Présenté en sélection officielle à Cannes dans la section Un Certain Regard l’an passé, ce très beau film qu’est « Le bleu du caftan » (et la signification du titre prend tout son sens une fois le film vu) est reparti bredouille de la compétition. Mais comme tout le monde le sait, les voies des jurés ou d’un jury en particulier sont souvent impénétrables. Ce second film franco-marocain de Maryam Touzani après « Adam » a été, comme ce dernier, écrit et produit en étroite collaboration avec Nabil Ayouch, le réalisateur des excellents « Much loved » et « Les chevaux de Dieu » mais aussi du beaucoup moins réussi « Razzia » où Tounzani tenait d’ailleurs le haut de l’affiche. Deux artistes aux carrières intimement liées qui nous offrent un très beau drame sur le désir, les interdits, le poids des conventions dans la société marocaine mais aussi, en filigrane, un hommage au travail artisanal.
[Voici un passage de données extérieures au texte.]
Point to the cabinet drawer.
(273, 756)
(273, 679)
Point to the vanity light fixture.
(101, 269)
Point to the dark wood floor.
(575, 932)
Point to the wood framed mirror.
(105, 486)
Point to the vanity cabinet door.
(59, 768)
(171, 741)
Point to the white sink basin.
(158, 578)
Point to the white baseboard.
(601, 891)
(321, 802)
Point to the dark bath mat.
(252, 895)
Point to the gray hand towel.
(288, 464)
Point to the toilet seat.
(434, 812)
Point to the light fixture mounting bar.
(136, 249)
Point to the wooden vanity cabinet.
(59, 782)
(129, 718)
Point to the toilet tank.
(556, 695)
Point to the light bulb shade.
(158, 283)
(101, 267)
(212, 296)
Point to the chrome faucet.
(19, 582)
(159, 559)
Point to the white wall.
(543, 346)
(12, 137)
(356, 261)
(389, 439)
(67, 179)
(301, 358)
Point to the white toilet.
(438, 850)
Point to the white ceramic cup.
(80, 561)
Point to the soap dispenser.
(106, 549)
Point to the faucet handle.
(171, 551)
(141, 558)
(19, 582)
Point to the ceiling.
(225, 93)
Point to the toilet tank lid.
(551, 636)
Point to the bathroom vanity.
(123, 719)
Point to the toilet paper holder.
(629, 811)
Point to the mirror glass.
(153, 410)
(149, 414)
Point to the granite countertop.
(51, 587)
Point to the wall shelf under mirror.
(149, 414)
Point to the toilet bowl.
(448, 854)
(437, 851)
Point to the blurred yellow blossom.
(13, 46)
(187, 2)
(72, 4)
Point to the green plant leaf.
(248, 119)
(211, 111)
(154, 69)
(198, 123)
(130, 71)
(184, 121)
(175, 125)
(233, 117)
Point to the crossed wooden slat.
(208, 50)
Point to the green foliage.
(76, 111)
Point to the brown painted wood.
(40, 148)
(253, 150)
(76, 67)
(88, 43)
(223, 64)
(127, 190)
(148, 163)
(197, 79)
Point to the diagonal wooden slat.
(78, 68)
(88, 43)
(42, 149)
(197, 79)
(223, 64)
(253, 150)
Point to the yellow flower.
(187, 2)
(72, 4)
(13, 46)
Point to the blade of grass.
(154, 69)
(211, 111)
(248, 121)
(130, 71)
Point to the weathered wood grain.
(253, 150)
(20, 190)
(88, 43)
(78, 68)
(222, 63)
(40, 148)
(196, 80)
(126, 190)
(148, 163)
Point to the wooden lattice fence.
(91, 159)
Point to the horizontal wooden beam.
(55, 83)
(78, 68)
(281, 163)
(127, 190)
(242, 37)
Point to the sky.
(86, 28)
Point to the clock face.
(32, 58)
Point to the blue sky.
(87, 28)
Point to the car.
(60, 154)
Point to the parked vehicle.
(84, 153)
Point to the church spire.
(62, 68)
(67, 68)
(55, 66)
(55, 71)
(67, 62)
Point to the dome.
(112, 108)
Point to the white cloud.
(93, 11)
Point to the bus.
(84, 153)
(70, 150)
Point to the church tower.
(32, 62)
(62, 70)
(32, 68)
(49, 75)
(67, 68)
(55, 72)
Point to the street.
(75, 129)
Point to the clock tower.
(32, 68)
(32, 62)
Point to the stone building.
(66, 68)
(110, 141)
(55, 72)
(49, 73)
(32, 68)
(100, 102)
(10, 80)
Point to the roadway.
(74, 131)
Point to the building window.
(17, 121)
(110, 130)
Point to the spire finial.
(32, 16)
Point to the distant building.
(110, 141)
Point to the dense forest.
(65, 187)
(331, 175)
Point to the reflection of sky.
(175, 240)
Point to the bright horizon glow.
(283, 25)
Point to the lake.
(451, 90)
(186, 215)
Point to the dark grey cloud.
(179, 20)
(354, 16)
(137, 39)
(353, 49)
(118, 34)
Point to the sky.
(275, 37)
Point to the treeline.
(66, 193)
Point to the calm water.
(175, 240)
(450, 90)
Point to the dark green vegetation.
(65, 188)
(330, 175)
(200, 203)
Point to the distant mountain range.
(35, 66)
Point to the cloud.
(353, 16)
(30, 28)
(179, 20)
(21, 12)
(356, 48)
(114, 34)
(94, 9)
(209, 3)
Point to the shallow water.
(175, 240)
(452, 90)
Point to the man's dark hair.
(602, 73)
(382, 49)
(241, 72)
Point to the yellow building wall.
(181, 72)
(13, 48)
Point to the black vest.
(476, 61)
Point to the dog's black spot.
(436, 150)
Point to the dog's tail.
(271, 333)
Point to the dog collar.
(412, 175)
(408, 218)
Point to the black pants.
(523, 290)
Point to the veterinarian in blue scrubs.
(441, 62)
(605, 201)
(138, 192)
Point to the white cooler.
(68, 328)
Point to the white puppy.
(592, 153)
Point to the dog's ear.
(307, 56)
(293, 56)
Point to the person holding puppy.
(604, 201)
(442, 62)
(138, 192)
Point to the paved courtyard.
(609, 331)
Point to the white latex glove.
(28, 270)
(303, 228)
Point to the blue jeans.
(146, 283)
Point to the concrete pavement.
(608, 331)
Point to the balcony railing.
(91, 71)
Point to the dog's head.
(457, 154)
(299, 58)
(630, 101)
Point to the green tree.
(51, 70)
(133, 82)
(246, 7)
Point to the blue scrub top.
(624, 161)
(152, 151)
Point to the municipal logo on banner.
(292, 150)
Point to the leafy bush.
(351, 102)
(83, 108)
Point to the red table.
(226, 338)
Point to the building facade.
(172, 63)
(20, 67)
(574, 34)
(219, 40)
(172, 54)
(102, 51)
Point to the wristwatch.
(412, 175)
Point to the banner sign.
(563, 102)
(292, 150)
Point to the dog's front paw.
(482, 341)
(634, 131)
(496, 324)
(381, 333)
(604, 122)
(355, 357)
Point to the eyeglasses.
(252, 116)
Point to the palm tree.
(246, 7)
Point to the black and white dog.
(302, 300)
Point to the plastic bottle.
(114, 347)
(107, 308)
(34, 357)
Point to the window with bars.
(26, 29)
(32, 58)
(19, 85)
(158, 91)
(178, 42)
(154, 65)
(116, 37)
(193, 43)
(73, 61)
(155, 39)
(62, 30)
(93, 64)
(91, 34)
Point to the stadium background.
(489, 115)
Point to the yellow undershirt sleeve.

Pour pleinement apprécier cette œuvre, il faut accepter de se fondre dans sa langueur car le rythme est assez lent, c’est un film qui prend son temps. C’est cependant nécessaire et en totale adéquation avec le propos du film qui est axé sur les gestes, les regards, les non-dits et les choses à priori anodines. Malgré cela, et les plus de deux heures qu’il dure, on ne s’ennuie pas même si un petit quart d’heure en moins n’aurait probablement pas porté préjudice à l’appréciation que l’on s’en fait. Ce tempo dévolu à ces trois personnages fait son effet justement parce qu’il est réaliste dans la manière dont il construit et amène leurs rapports, leurs désirs et leurs frustrations. On comprend et on ressent ce que chacun d’entre eux peut contenir en lui (ou elle). Des mains qui se touchent, un regard qui fuit ou encore une étreinte impossible sont autant de moments aussi forts qu’un réel passage à l’acte et Tounzani prend parfaitement le pouls de son trio prisonnier des traditions. C’est juste, c’est pudique et c’est d’une sensibilité confondante.
Mais « Le bleu du caftan » ne se limite pas à appréhender une homosexualité inavouée ou un mariage écran : il parle aussi de la société marocaine au travers de quelques-uns de ces travers (l’absence de soutien financier de l’État quand vient la maladie, l’omniprésence d’une police presque fasciste malgré le Printemps arabe, ...) mais il remet aussi à l’honneur la beauté du travail artisanal, le couple principal tenant ici une échoppe de couture de costumes traditionnels faits main. Et la beauté du travail manuel est impeccablement rendue, les gestes d’antan étant magnifiés, presque envoûtants. Tout comme l’est d’ailleurs la mise en scène apprêtée et léchée de la cinéaste, parfaitement adaptée au propos. Un film à la fois doux comme une caresse sur la forme mais violent comme une gifle sur le fond. Et quand la tragédie prend le dessus sur la fin, c’est à un sublime final, de toute beauté et d’une noblesse rare, que nous invite Maryam Touzani qui se place comme une réalisatrice sur laquelle il faudra compter.